Sassuolo yang diperkuat bek sekaligus kapten Timnas Indonesia, Jay Idzes, bersiap menghadapi raksasa Serie A, Juventus, pada tengah pekan ini. Laga tersebut diprediksi menyita perhatian, terutama dari publik Indonesia.
Sassuolo dijadwalkan menjamu Juventus pada lanjutan pekan ke-19 Serie A di Mapei Stadium, Rabu (7/1/2026) dini hari WIB. Pertandingan ini memiliki nuansa emosional tersendiri, baik bagi Jay Idzes maupun bagi Juventus.
Jay Idzes menyimpan kenangan manis saat menghadapi Bianconeri. Pada musim lalu, ketika masih membela Venezia—yang kini terdegradasi ke Serie B—ia sempat menjadi momok bagi publik Turin dengan mencetak gol ke gawang Michele Di Gregorio pada 12 Desember 2024.
Namun, Juventus jelas bukan lawan sembarangan. Sebagai klub tersukses dalam sejarah Serie A, Bianconeri memiliki materi pemain berkualitas untuk menekan lawan. Tantangan besar pun menanti Jay Idzes dan rekan-rekannya.
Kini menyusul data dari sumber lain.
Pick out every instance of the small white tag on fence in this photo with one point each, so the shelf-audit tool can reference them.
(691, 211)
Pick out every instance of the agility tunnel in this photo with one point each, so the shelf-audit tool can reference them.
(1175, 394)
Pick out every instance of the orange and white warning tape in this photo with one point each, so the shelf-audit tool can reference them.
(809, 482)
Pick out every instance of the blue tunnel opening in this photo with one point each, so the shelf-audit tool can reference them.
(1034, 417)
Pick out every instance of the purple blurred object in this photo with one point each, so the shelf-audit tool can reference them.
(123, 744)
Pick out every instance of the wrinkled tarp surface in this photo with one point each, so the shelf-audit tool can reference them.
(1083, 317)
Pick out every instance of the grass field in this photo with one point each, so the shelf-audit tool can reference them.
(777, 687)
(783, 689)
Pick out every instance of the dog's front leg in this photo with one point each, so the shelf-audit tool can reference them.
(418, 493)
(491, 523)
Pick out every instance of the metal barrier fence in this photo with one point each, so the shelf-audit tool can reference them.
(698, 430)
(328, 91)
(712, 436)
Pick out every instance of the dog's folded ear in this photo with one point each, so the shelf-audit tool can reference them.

Berikut empat pemain Juventus yang patut diwaspadai dan berpotensi menjadi ujian berat bagi Jay Idzes di laga nanti:
Jonathan David
Juventus mendatangkan beberapa penyerang baru musim ini guna meningkatkan daya gedor, termasuk Jonathan David. Striker asal Kanada tersebut dikenal tajam dan berpengalaman, baik di level klub maupun internasional bersama Timnas Kanada.
Jonathan David merupakan mantan anak asuh John Herdman, pelatih Timnas Indonesia saat ini, sekaligus sosok yang menangani Jay Idzes dan rekan-rekannya di level nasional. Bersama Juventus musim ini, David telah tampil dalam 34 pertandingan di semua kompetisi, mencetak tiga gol dan dua assist.
Ia dikenal memiliki insting gol tinggi serta ketenangan dalam memanfaatkan peluang. Meski sempat mendapat sorotan usai gagal mengeksekusi penalti saat melawan Lecce akhir pekan lalu, David tetap menjadi ancaman utama di lini depan Juventus.
Loïs Openda
Nama berikutnya adalah Loïs Openda, penyerang lincah asal Belgia yang juga menjadi rekrutan anyar Juventus pada bursa transfer musim panas.
Openda belum sepenuhnya menjadi pilihan utama pelatih Luciano Spalletti dan kerap masuk sebagai pemain pengganti. Meski demikian, ia telah mencatatkan 20 penampilan di semua kompetisi dengan torehan dua gol.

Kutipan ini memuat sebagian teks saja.